Emanuel made a longer CPS day and year a cornerstone of his campaign and even helped insert language into a new school reform bill to ensure CPS could unilaterally add classroom time after the current teachers contract expires June 30. Until then, schools can only move to a longer school day if their teachers vote to waive the contract — something CPS has said would bring those teachers a two percent pay increase and schools an additional $75,000 to $150,000 in funding.

“If it’s right in 2012, it’s right now,” Emanuel told reporters Friday following a press event with U.S. Education Secretary Arne Duncan and crafters of the new reform law at Schurz High School. “Why would we have the children of the city of Chicago have one more year in which they fall farther behind?”
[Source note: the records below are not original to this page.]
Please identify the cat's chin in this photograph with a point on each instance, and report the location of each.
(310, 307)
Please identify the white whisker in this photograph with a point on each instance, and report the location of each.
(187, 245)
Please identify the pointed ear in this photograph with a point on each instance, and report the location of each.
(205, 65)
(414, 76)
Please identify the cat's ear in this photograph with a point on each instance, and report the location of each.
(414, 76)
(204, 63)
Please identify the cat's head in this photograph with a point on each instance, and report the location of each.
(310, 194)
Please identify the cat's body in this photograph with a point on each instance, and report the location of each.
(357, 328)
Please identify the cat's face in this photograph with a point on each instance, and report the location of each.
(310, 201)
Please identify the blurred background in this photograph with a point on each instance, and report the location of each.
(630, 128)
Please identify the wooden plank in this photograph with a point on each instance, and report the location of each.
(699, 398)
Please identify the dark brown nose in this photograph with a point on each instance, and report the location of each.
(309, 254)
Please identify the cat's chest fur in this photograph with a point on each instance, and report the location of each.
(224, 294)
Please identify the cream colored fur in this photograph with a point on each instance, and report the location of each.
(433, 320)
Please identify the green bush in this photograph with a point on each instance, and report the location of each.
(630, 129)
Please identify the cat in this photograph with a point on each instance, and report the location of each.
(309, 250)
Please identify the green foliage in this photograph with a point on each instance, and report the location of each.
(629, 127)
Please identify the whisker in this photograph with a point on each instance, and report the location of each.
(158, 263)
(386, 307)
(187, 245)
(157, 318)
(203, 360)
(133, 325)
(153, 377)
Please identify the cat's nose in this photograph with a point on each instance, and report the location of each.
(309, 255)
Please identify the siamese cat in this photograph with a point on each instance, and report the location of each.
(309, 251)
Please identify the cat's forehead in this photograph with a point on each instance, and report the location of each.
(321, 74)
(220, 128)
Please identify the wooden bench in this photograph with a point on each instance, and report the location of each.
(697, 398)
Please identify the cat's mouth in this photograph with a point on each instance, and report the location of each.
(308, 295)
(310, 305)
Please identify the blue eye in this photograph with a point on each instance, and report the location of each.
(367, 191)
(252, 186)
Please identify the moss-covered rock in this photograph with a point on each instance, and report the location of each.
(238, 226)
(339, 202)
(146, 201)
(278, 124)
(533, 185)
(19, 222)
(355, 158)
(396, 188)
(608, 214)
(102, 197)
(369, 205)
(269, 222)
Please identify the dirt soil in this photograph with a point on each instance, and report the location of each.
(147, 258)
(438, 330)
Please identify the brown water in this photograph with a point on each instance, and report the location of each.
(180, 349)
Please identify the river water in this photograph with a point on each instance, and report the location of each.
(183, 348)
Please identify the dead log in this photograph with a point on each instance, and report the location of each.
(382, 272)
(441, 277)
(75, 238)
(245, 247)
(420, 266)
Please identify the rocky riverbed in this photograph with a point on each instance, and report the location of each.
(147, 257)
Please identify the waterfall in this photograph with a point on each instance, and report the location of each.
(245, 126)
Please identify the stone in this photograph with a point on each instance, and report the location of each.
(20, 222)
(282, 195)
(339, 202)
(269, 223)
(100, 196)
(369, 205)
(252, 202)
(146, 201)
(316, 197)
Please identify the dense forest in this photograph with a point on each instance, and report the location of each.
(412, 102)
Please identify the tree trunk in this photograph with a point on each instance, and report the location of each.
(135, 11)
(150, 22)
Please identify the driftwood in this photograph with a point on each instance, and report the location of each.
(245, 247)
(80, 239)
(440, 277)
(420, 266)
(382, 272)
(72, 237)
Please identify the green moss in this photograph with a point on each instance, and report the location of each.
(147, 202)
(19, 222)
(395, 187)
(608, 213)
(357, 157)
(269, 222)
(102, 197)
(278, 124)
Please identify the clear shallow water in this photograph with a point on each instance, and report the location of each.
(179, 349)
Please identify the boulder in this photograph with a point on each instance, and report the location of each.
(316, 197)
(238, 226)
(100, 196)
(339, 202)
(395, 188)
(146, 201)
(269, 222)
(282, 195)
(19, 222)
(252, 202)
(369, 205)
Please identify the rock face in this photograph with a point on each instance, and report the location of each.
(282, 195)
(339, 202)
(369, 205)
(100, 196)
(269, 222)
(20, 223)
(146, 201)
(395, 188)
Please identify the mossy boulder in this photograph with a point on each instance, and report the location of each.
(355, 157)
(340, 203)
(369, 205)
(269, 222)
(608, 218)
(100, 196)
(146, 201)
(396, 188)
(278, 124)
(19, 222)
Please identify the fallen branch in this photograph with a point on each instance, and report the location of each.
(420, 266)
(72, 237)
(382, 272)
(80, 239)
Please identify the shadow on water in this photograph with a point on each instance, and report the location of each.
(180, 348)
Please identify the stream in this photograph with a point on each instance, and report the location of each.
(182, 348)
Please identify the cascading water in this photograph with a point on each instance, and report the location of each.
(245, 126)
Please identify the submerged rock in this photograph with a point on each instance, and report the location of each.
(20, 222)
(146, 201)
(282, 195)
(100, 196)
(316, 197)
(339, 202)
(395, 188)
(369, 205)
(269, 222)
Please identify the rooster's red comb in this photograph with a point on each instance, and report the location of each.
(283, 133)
CTU officials have questioned how the system can afford a longer day after refusing to pay any portion of a previously negotiated four percent teacher raise.

City Council members approved a resolution Thursday offering support to the longer-day effort. Even long-time labor ally Ald. Ed Burke (14th) said he was “starting to get embarrassed” by the response of CTU leaders.

Lewis has contended the union is doing research on how best to add to the school day next school year and she does not want to be publicly “bullied” into a slapdash plan this school year.

The behind-the-curtain intensity of the battle was evident Friday, as Lewis described her meeting with Emanuel in the mayor’s office a few weeks ago. Sitting next to her in a chair in front of his desk, the mayor talked about adding 90 minutes to the school day, saying “I can’t have kids on the street at 2:15,” Lewis recalled.

“I called out what he was doing had nothing to do with education,’’ Lewis said. She said she told him, “So this is not about education. This is about safety. ... This is babysitting and warehousing.”

At that point, the “craziness” began, Lewis said.

“He [Emanuel] got up out of his chair and started cussing at me.” Pressed for the language, Lewis said the mayor told her, “F--- you, Lewis” and dropped other “f-bombs.”

Asked if she swore back, Lewis said, “I stood my ground. ... I basically stood up and said ‘I was out of here.’ I didn’t appreciate the way he talked to me. My father never talked to me like that. My husband’s never talked to me like that. ... I said ‘We need to figure this out. Let’s move on,’’ and the conversation ultimately continued.

At the meeting’s end, Lewis conceded, “I did hug him, but this was pretty intense for a while.”

Emanuel has repeatedly said he would like the extra time spent on math and reading.

At Schurz, Duncan, Chicago’s former Schools CEO, seemed to call for calm and collaboration in what he described as a pivotal moment for Chicago.

“While you have an opportunity that students have a longer day, more opportunities to learn, teachers should be compensated for that extra work,” Duncan said. “This is a no brainer. This is not hard. Let’s be inclusive. Let’s be thoughtful. Bring folks to the table. Let’s get this done.’’

Emanuel’s hand-picked Schools CEO, Jean-Claude Brizard, said the union’s latest legal action “has no basis’’ but he hopes he can resume talks with the CTU.

“My sincere hope is to be able to sit with Karen [Lewis] and talk about what’s best for the kids,’’ Brizard said.